Karen Lee Hawkins
Director, Office of Professional Responsibility for the Commissioner of the IRS
The Long and Winding Road to Success
For Karen Lee Hawkins the journey to become director of the Office of Professional Responsibility for the Commissioner of the Internal Revenue Service has taken many turns and bends. She was doing graduate work at UMass Amherst when the university hired her to be the resident director of one of its residence halls for undergraduate women. A young woman herself, Karen was the youngest person ever hired for the position. Karen’s success at the residence hall “sparked an interest in higher education administration and the need to address the complexities of student life.”

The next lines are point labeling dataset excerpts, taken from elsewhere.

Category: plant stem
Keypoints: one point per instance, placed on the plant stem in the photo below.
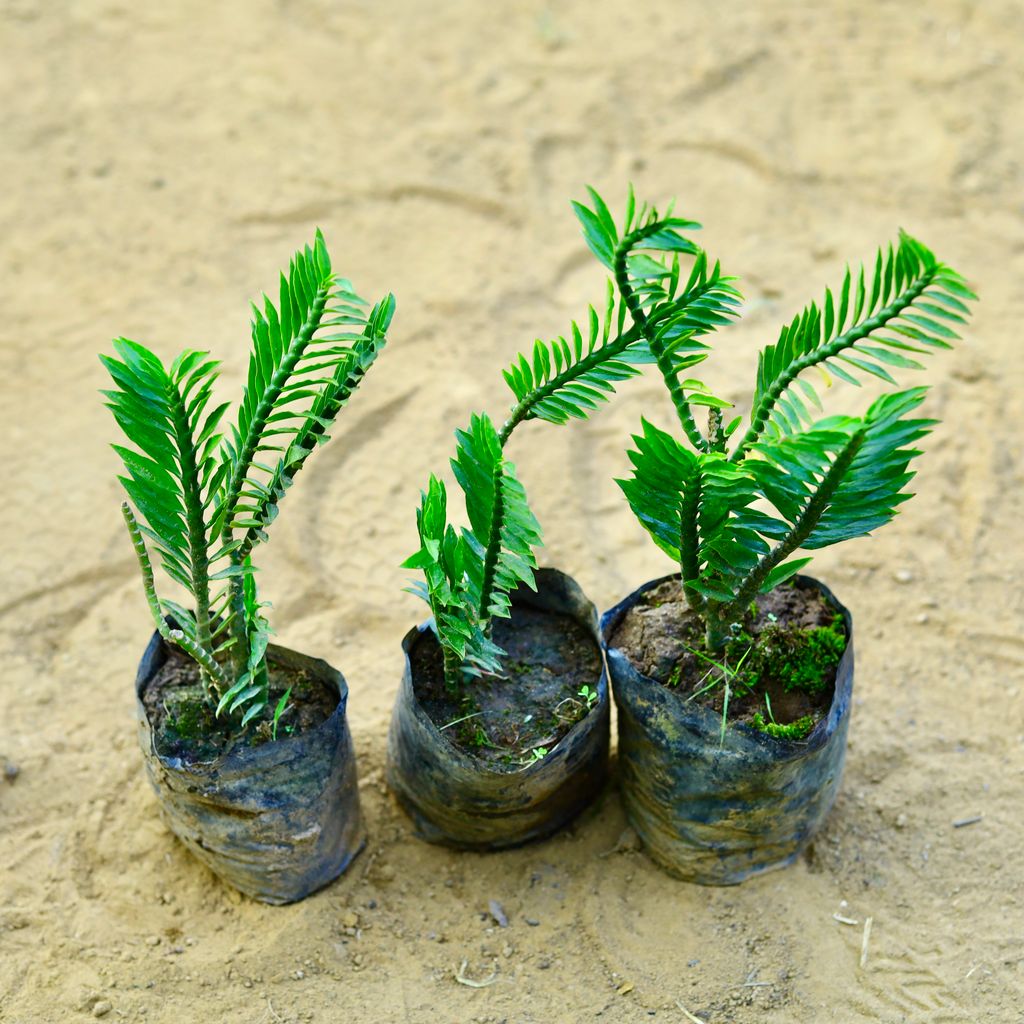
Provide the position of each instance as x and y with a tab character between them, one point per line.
716	626
689	543
760	415
198	545
803	527
676	391
494	542
453	670
247	453
208	667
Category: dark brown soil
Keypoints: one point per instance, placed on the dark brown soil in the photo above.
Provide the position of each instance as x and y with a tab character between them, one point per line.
509	721
184	724
662	638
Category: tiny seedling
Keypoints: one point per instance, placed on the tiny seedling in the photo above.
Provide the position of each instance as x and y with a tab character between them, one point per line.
469	573
733	504
204	498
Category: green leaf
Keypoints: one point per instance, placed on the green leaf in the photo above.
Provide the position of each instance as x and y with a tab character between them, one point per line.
907	283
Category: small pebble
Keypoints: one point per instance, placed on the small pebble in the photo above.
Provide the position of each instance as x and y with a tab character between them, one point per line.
498	912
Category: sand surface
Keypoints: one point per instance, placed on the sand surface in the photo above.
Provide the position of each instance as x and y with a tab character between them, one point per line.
161	161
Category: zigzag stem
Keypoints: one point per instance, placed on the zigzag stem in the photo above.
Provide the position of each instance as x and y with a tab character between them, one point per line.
676	391
247	453
725	613
314	429
494	541
759	417
211	672
689	543
521	410
198	546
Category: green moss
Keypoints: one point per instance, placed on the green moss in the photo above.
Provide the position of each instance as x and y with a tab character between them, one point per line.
800	659
188	718
794	730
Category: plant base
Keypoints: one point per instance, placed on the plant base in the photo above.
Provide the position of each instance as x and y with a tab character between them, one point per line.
715	812
460	800
278	821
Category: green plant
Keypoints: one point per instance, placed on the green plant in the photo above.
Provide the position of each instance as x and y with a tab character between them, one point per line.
205	498
469	573
733	512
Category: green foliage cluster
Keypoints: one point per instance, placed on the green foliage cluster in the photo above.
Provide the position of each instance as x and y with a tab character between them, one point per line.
203	496
469	572
732	505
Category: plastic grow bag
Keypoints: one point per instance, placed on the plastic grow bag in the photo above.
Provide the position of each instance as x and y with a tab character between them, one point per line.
719	813
278	821
458	800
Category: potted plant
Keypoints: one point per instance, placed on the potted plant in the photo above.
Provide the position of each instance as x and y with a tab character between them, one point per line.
246	742
500	731
733	676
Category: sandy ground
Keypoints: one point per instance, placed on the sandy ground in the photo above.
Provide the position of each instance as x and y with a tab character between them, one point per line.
160	162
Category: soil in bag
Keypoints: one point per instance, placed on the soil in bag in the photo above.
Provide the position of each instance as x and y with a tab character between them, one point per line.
184	724
787	647
509	719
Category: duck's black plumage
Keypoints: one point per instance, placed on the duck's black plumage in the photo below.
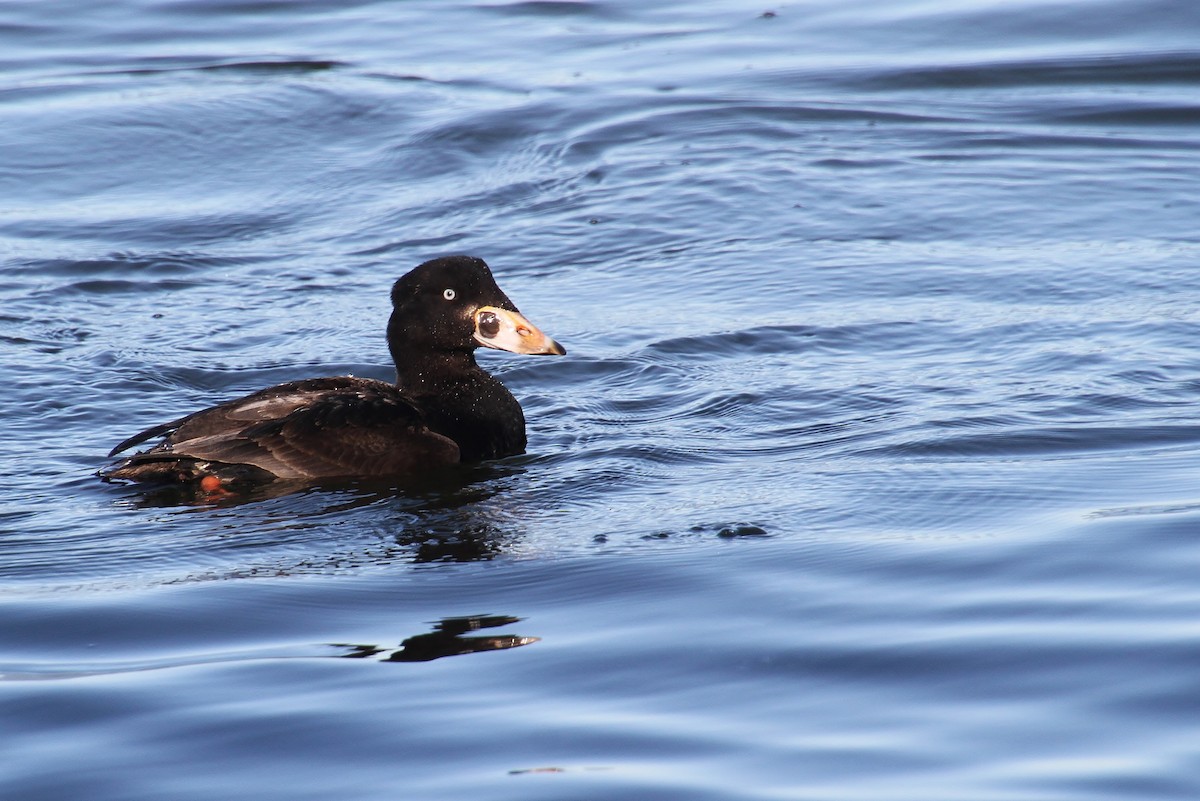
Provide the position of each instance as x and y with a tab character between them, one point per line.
443	409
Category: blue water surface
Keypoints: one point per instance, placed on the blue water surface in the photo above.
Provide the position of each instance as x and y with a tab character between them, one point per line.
870	473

After hiring issues at San Francisco State, which was in the midst of political turmoil, Karen applied for a job at Pacific Telephone & Telegraph. Only upon changing her resume to say that she was a college dropout was she accepted for her position. She became the first woman in the San Francisco Bay Area to interface directly with clients as a communications consultant at the Pacific Telephone & Telegraph. Karen certainly paved the way for other women; by the time she left the phone company, about 50 percent of the communications consultants who interfaced with clients were women.
Eventually the University of California, Davis invited Karen to apply for the position of assistant dean of student affairs. Her work at U Mass integrating student housing had attracted the UC Davis administration. It was 1972 and UC Davis was beginning to address the concerns of minority students and the resulting protests. During Karen’s tenure at UC Davis, Congress passed Title IX, and she became a key participant on the UC Davis team to implement the new law. Karen participated in creating the campus’ first Women’s Center, and other programs to implement Title IX. As time went on, Karen continued to be interested in tax law.

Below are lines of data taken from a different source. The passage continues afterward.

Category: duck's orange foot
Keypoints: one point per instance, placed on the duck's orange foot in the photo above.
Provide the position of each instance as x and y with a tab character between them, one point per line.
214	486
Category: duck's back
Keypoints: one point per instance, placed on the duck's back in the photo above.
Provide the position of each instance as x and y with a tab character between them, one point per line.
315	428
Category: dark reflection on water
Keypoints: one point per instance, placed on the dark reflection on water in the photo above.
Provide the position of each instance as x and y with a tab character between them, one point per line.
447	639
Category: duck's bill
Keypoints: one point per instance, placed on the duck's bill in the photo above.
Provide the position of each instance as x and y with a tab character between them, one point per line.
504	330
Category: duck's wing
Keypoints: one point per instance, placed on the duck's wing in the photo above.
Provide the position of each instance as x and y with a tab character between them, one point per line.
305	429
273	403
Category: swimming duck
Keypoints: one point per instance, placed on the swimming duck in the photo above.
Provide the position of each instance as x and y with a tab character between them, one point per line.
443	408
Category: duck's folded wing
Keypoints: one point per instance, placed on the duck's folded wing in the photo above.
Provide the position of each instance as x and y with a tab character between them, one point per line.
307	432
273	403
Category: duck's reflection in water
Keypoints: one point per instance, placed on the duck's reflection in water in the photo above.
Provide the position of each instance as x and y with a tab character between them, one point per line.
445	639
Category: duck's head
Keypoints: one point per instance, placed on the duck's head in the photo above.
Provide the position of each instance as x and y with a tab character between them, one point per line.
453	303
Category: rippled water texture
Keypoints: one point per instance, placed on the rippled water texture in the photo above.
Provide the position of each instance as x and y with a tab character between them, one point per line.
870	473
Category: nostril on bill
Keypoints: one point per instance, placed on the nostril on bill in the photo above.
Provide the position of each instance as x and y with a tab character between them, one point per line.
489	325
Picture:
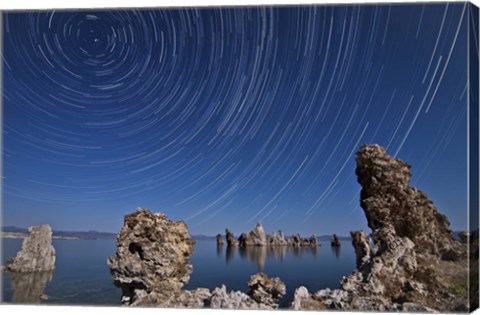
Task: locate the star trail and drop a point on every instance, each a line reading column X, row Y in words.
column 226, row 116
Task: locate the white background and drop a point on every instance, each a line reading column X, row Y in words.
column 49, row 4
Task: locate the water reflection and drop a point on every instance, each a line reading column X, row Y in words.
column 219, row 250
column 336, row 251
column 259, row 254
column 29, row 287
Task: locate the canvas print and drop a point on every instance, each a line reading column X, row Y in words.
column 301, row 157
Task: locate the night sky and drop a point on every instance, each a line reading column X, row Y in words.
column 225, row 117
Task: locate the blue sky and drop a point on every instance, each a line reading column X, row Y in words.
column 226, row 117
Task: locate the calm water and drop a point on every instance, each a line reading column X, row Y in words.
column 82, row 275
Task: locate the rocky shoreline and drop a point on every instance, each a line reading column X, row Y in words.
column 414, row 264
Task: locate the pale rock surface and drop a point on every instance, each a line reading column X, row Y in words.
column 37, row 253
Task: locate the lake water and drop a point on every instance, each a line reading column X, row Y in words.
column 82, row 276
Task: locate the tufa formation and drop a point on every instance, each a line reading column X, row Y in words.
column 415, row 264
column 152, row 263
column 37, row 253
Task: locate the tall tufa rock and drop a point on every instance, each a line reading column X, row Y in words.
column 220, row 240
column 37, row 253
column 389, row 202
column 152, row 256
column 415, row 264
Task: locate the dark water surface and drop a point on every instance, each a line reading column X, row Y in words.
column 82, row 275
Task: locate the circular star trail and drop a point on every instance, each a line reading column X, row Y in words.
column 224, row 117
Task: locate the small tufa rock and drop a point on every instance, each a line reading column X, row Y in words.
column 266, row 290
column 152, row 255
column 220, row 240
column 414, row 259
column 335, row 242
column 37, row 253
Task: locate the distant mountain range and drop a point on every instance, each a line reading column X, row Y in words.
column 88, row 235
column 96, row 235
column 202, row 237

“Thank goodness for Golden Gate,” Karen proclaims. “In 1976, other law schools did not even respond to my application.” At Golden Gate, though, the law school was actively recruiting women. Many of the women had backgrounds similar to her own; they had had successful careers, but had decided to become lawyers. Most of the men in her class were younger, having entered law school immediately after completing their college degrees, but had been unable to gain admission to first-tier law schools. She recalls that the women in her class were quite willing to challenge those male faculty members who made unthinking sexist comments. She was impressed that most professors listened and responded by taking more care with what they said.
Karen’s interest in tax law was sparked during her second year when she took the federal tax course with Professor Alan Cadgene. She recalls that before the classroom renovations in the ‘80s, law professors stood on a platform at the front of the classroom. “At least one time each class, Professor Cadgene would fall off the platform while expressing his enthusiasm for what you could do with the tax code.” During her second year at GGU, she joined the Tax Section of the American Bar Association, and eventually the Tax Section of the California Bar.
Since Golden Gate had not yet started what is now a highly successful LLM Tax program, Karen earned an MBA in Taxation from Golden Gate’s School of Tax while working full-time as a lawyer at the Touche Ross accounting firm. While the large corporate law firms were not especially interested in Golden Gate graduates, the accounting firms were eager to hire law graduates with tax training.
Karen was the first woman lawyer in the CPA firm’s San Francisco tax department. “Working at Touche Ross was a fabulous experience.” The accounting firm recognized the practical skills Karen brought with her, based on her Golden Gate education, as well as her experience at UC Davis and at the phone company. Still, after four years at Touche Ross, Karen decided to open her own law office.
A year after leaving Touche, Karen ran into William E. Taggart Jr., whom she had known at Golden Gate where he was assistant dean of the MBA-Tax and MS-Tax programs and was working to get the LLM Tax program accredited. Taggart was the first dean of the LLM Tax program and remains dean emeritus. In 1984 Karen joined Berger & Taggart and about two years later the firm was renamed Taggart & Hawkins.
Karen’s career as a tax lawyer has been as exceptional as her convoluted path getting there. She was the 1995-1996 chair of the Taxation Section of the State Bar of California and only the second woman chair in twenty years. After serving in a variety of leadership capacities with the American Bar Association Section of Taxation, she was selected by her peers as chair-elect of the section for the year commencing July 2009.
In 1995 Karen, with the support of Tax Court Judge Stephen Swift, designed and implemented an extremely successful pro se pro bono tax court program, which links experienced tax lawyers who are willing to provide pro bono legal assistance with litigants who represent themselves (pro se litigants) in tax court. This innovative program and it's success earned Karen 2004 the ABA Section of Taxation “Pro Bono Lawyer of the Year.”
As director of the IRS Office of Professional Responsibility, Karen has found yet another calling. “The potential of that office has not been fully explored. The focus has been on ‘road kill’ - the easy cases of tax practitioners who are non-filers.” Karen would like to focus on conduct that “really harms the public and the system.”